È in programma dal 12 al 14 novembre ad Atene il seminario tecnico congiunto promosso dai paesi europei partner del progetto EcoSustain, co-finanziato dal Fondo europeo di sviluppo regionale (programma Interreg Mediterraneo), che rappresenta un’azione transnazionale congiunta verso la conservazione della biodiversità e degli ecosistemi naturali grazie a una gestione più forte e alla creazione di reti di aree protette ottenute attraverso la condivisione di capacità, tecnologie innovative e una migliore base di conoscenze di gestione.

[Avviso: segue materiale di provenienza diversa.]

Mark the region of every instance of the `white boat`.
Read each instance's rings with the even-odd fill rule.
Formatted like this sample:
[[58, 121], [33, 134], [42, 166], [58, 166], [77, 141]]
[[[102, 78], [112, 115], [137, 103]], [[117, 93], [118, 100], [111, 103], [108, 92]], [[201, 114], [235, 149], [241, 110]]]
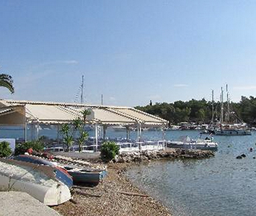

Il progetto si basa sul miglioramento dei monitoraggi della qualità delle acque (sia interne che marine, sia a breve che a lungo termine) grazie anche all’avanguardia di speciali boe dotate di sonde multiparametriche (TIC) e attraverso l’elaborazione di immagini satellitari, ha 10 partner in cinque paesi europei (Croazia, Bosnia, Grecia, Spagna e Italia) e si svolge nell’arco di 30 mesi. L’Italia è rappresentata dal Parco del Mincio che ha scelto come campo di applicazione della ricerca le Valli del Mincio, la zona acquatica di maggiore biodiversità soggetta però a numerose criticità tutte individuate nel percorso del “Contratto di fiume”.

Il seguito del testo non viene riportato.